I En un lugar de Macondo de cuyo nombre no quiero acordarme… ¿comienzo pretencioso? Tal vez, pero es que esta historia es tan fantástica, tan inverosímil, tan maravillosa, tan hijueputa, que solo puede venir de un país con molinos de viento y quijotes o de gabos con mariposas amarillas. Como venía diciendo, allá en Macondo vivía Antonio con Clarita, su madre. De leer, más bien leer no le gustaba. Lo que sí realizaba todos los días, como una adicción fetichista, era dedicarle ocho o diez horas a la televisión. Al principio veía de todo: películas gringas, muñequitos japoneses y culebrones mexicanos; partidos de fútbol, reinados de belleza y concursos para hacerse millonario de golpe. Pero con el tiempo, se especializó en las muy ponderadas novelas macondianas sobre los nuevos ricos: los narcos o los “mágicos”, como los llamaban en medallo. El capo, Sin tetas no hay paraíso, El cartel de los sapos, Las muñecas de la mafia y una larga lista de etcéteras. El tema lo obsesionaba, tanto que un día le preguntó a David, el cucho de literatura, sobre cómo saber más del tema. El profesor le dejó una larga lista de etcéteras, pero ahora con libros y, eso sí, con una estricta jerarquía de aquellos que de primera podría entender: No nacimos pa’semilla, Rosario Tijeras y La virgen de los sicarios, este último con película y todo. Así, también llegó al cine: El Padrino, con dos partes y un malísimo apéndice que lo acercaba más a una mala ópera que a una buena trilogía, Buenos muchachos, Casino, Scarface y otros etcéteras, más digeribles que los libros.

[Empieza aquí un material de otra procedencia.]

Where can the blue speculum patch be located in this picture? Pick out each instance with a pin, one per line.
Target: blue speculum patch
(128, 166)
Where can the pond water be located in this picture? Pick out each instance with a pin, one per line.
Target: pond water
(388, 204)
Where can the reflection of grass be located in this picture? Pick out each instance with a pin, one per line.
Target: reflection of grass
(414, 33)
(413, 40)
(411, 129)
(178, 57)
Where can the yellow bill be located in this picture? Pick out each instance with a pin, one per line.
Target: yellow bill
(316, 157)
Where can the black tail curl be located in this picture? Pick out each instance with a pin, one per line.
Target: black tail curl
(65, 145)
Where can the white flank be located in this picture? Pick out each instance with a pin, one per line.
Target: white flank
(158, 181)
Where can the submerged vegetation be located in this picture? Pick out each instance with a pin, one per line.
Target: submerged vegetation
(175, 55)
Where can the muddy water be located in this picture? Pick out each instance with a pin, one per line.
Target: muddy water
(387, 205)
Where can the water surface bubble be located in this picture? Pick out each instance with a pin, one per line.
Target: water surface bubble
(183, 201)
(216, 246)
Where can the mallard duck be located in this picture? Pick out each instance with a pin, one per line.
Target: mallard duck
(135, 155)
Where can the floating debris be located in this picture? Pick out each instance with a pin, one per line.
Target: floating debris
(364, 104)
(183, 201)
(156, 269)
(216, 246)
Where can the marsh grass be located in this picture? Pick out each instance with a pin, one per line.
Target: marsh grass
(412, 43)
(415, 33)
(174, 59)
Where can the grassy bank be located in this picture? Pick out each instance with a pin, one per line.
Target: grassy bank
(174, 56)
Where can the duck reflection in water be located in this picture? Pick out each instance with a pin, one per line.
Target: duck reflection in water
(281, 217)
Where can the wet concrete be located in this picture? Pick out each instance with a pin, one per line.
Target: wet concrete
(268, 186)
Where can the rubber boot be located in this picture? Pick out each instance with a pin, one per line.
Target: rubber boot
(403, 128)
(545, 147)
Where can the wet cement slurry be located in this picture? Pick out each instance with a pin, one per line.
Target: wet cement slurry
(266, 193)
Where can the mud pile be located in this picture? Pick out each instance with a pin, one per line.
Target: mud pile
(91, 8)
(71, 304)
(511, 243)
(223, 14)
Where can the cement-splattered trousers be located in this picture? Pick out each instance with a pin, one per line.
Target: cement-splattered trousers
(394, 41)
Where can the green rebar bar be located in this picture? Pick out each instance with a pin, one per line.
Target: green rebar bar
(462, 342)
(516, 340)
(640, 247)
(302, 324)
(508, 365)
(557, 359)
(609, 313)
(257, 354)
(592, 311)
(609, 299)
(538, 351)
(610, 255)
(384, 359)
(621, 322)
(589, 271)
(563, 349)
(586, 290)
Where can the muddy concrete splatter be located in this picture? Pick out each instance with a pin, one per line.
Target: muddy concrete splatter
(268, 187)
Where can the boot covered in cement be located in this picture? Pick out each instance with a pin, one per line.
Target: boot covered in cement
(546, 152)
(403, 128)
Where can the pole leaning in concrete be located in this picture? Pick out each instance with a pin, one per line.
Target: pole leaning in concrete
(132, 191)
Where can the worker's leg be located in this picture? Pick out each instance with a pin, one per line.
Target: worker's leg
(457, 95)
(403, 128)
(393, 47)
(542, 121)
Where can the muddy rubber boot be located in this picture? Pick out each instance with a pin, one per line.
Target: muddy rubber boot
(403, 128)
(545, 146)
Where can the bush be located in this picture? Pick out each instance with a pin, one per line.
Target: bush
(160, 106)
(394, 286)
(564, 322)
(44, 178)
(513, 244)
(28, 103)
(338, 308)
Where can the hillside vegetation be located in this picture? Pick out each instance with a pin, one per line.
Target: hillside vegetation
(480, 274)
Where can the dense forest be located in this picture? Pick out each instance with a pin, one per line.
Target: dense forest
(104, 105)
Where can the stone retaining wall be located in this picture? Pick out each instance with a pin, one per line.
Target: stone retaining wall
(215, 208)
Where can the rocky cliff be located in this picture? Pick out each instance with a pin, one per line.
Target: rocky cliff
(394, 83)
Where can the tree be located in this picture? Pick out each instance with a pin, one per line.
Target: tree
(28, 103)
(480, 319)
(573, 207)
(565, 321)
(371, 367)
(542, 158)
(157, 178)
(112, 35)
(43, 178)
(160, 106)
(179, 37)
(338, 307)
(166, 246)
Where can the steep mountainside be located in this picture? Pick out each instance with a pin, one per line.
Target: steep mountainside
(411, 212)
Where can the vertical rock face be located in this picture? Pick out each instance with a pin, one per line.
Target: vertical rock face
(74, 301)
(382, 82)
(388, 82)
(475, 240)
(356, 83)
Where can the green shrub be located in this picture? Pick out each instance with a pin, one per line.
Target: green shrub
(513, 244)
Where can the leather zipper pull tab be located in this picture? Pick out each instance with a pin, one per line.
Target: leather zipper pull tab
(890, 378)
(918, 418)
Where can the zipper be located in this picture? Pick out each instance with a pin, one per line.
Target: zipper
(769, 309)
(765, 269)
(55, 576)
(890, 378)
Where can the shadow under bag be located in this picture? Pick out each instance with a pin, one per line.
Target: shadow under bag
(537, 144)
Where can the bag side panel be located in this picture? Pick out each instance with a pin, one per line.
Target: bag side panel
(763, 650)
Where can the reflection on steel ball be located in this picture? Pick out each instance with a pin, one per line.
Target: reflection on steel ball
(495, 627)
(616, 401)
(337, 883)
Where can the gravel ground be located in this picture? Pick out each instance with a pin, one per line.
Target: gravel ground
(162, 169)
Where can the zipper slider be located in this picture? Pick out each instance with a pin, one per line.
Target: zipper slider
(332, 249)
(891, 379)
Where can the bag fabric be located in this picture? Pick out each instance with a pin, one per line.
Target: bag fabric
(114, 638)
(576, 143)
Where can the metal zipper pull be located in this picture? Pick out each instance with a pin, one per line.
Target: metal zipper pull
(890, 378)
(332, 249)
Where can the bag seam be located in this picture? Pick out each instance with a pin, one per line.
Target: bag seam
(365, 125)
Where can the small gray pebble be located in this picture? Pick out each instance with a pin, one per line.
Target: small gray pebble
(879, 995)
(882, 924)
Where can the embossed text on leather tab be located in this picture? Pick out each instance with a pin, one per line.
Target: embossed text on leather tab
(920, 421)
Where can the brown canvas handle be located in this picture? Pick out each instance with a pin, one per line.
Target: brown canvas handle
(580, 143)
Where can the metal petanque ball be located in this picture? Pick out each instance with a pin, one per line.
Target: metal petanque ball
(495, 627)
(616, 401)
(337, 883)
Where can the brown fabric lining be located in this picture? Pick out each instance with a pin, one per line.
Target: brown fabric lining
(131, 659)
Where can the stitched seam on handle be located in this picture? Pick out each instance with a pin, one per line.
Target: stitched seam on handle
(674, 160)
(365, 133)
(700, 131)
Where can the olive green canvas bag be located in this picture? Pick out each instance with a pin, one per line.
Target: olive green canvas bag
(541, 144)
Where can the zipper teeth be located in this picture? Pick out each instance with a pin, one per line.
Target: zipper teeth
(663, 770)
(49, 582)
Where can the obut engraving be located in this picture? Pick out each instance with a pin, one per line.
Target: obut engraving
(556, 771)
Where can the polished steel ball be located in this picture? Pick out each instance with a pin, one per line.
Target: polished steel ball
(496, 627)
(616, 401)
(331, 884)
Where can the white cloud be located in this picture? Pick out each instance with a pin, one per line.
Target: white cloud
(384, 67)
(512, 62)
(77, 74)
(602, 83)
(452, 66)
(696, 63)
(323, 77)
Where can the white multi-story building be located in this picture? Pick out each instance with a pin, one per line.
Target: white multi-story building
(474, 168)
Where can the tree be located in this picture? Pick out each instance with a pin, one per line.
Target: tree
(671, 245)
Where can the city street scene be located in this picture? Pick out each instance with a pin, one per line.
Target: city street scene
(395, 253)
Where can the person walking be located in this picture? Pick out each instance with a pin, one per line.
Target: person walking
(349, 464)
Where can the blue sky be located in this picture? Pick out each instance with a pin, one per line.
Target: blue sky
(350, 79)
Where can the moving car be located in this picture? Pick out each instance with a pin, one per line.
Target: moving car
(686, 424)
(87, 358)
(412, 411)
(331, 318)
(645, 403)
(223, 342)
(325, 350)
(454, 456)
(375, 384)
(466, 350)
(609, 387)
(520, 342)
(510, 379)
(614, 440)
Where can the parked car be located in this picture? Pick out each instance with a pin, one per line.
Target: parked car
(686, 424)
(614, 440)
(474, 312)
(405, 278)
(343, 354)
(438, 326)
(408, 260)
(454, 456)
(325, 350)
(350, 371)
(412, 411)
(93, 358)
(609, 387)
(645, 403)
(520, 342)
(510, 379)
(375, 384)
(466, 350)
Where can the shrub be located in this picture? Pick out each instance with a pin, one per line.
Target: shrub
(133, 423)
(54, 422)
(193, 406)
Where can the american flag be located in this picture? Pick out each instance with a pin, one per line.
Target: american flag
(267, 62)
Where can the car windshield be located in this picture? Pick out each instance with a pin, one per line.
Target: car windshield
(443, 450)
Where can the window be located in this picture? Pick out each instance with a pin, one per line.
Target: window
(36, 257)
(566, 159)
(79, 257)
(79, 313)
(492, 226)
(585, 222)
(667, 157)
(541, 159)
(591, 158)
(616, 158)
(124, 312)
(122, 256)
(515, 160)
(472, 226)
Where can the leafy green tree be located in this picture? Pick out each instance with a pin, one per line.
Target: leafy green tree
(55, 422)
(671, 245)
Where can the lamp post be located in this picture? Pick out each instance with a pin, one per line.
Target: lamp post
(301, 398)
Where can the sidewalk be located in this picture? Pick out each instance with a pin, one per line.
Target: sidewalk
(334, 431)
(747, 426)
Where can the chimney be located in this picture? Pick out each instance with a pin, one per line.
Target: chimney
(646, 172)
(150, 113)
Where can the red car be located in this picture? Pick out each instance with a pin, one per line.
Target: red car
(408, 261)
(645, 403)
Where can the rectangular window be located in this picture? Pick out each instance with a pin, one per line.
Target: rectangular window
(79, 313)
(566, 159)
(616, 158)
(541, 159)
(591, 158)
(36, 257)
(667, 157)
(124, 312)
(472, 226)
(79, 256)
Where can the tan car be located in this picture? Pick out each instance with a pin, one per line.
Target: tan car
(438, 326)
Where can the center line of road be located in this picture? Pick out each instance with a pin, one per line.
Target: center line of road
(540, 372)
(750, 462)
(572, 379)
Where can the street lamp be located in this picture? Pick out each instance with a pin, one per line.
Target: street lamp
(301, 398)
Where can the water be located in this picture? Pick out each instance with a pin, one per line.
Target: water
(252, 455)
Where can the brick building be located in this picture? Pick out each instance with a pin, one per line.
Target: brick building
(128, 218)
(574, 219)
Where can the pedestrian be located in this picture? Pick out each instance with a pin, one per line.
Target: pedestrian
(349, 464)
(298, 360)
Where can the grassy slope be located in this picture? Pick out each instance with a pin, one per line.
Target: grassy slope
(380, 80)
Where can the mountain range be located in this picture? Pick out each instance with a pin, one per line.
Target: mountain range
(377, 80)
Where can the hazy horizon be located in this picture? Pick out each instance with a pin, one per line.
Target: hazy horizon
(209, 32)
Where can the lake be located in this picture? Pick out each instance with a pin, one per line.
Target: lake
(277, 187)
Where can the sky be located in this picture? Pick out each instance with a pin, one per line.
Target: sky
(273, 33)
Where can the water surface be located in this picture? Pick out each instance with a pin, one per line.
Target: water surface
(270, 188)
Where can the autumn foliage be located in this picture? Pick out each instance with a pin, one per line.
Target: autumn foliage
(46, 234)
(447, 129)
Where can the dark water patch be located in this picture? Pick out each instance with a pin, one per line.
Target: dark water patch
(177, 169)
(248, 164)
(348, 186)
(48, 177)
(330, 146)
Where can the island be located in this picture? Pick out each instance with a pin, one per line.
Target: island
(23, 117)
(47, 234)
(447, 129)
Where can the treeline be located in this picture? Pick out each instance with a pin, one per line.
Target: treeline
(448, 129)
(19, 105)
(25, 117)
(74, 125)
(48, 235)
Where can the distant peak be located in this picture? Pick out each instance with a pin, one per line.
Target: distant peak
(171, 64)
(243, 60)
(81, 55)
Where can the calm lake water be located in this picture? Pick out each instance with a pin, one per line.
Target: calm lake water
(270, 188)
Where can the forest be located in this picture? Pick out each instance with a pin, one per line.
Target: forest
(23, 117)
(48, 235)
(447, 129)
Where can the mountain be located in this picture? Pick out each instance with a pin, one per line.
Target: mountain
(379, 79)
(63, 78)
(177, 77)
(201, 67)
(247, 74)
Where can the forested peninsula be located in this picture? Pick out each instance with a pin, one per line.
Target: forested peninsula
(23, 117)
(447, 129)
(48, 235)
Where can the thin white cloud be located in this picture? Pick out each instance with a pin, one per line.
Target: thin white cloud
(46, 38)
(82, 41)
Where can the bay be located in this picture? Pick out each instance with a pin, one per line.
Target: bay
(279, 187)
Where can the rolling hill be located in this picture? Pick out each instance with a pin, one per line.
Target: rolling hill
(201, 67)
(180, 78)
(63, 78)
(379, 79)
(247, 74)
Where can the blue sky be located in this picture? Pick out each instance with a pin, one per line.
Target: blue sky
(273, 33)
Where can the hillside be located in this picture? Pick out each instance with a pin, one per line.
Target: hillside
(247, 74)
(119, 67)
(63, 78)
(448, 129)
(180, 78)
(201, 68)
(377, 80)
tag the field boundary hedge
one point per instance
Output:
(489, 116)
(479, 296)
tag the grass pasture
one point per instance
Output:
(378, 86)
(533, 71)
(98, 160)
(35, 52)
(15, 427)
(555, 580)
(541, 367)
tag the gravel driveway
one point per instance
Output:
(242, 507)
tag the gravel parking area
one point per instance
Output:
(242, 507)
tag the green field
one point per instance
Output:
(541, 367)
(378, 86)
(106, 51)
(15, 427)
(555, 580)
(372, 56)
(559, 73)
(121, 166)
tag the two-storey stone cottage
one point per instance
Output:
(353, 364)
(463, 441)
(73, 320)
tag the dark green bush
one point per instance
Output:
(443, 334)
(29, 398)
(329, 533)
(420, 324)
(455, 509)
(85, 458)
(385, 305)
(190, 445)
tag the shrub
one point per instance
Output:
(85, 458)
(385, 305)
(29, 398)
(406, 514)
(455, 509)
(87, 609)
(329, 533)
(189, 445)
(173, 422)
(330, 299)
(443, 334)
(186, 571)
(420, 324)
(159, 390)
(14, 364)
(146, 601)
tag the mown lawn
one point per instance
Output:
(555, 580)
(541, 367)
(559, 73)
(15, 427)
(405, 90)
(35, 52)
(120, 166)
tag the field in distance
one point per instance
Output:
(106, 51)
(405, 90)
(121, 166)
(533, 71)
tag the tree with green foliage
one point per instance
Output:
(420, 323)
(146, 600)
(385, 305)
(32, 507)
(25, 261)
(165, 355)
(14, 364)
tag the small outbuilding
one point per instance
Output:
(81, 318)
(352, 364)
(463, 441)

Tres años, dos meses y un día pudo dedicarle a su obsesión siendo todavía Toño, después todo se vino a la mierda y sucedió lo que normalmente ocurre en Macondo, terminó en una situación que nadie puede creer o narrar, a menos que sea un Borges o un Poe, con gatico negro y todo. Lo llamaron en su salón de clase “Antonio Padilla” y ahí terminó la vida de Toño, para dar a luz a la de “Don René”. Clarita había muerto, sin más, pero como esta historia es la de él y no la de ella, solo diré eso: murió. Del que sí hablaré es de Toño. Estuvo encerrado muchas semanas, sin comer ni dormir, viendo El capo, El patrón del mal y los videos traquetos de Radiola Tv. Las películas y los libros vinieron después a completar su rito de transformación. Cuando Cesar, su tío, le golpeó la puerta, porque ya estaba preocupado, solo escuchó un seco y contundente: - Ya negocié la casa. Mañana me voy.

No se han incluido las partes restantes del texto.